# Nginx-FreeBSD slow download!



## shahzaib (Jan 31, 2016)

Hi,

We've recently shifted to FreeBSD 10.1-RELEASE due to its robust asynchronous performance for big storage based on .mp4 files. Here is the server specs :

2 x Intel Xeon X5690
96GB DDR3 Memory
12 x 3TB SATA Raid-10 (HBA LSI-9211)
ZFS FileSystem with 18TB usable space
2 x 1Gbps LACP (2Gbps Throughput)

Things are working quite well, no high I/O due to Big Ram cache and AIO performance but once network port started to go over 1Gbps, performance begins to lag, download speed started to stuck around 60-100Kbps on a 4Mbps connection (using wget) which works quite efficient under 800Mbps port (450kbps on 4Mbps). We first thought it could be network issue or LACP issue but doesn't looks like it is, we tested with download/upolading from this server on 2Gbps throughput. We also checked that if requests are in queue using command `netstat -Lan` but it was '0' .We also checked with Disk Busy rate using gstat(8) which was quite stable as well.

So it looks like either the sysctl(1) values need to tweak or NGINX configurations are not optimized.

Following is the link with all configs performed till now :

http://pastebin.com/EHUHV7SH
====================================================

Please iI need guidance to handle with this problem, iI am sure that some value needs to tweak.

Thanks in advance !!


----------



## Oko (Feb 1, 2016)

shahzaib said:


> 12 x 3TB SATA Raid-10 (HBA LSI-9211)
> ZFS FileSystem with 18TB usable space


Did you create ZFS pool on the top of the hardware RAID?


----------



## shahzaib (Feb 1, 2016)

Oko said:


> Did you create ZFS pool on the top of the hardware RAID?


No, we created using mirroring of each pair (2 x Sata) followed by rest of the drives i.e.

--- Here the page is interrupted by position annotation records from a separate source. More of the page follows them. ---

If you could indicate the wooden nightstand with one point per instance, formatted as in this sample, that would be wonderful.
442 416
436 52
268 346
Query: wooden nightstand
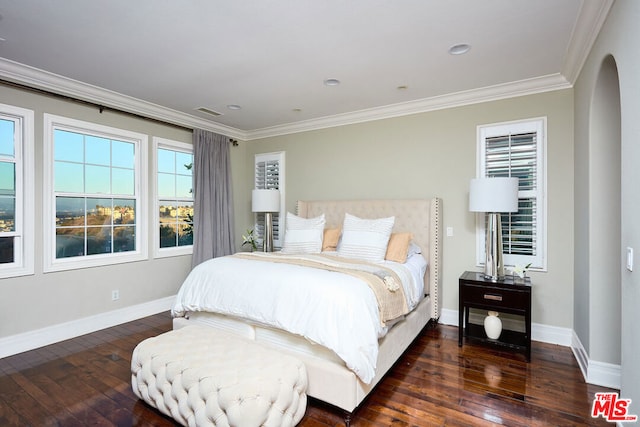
503 296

`zpool create storage mirror da0 da1 mirror da2 da3 mirror da4 da5 mirror da6 da7 mirror da8 da9 mirror da10 da11`


----------



## shahzaib (Feb 1, 2016)

I've also observed lots of retransmitted packets in `netstat -s` output. Here is the status :

http://prntscr.com/9xa6z2

When i*I* try to download file using *wget *on 4Mbps . This is what the behavior of download is:

- Download starts *-*-*> *speed goes up *-->* download stucks for 2-3 seconds (much like a pause, no progress in download) *-->* process resume and speed goes up *-->* stucks again *-->* resume etc.


----------



## kpa (Feb 1, 2016)

Post your `ifconfig` output.


----------



## shahzaib (Feb 1, 2016)

kpa said:


> Post your `ifconfig` output.


Here it is :

http://pastebin.com/TTvUxYh3


----------



## kpa (Feb 1, 2016)

I would first disable all TSO options on the interfaces and see if it makes a difference.


----------



## shahzaib (Feb 1, 2016)

kpa said:


> I would first disable all TSO options on the interfaces and see if it makes a difference.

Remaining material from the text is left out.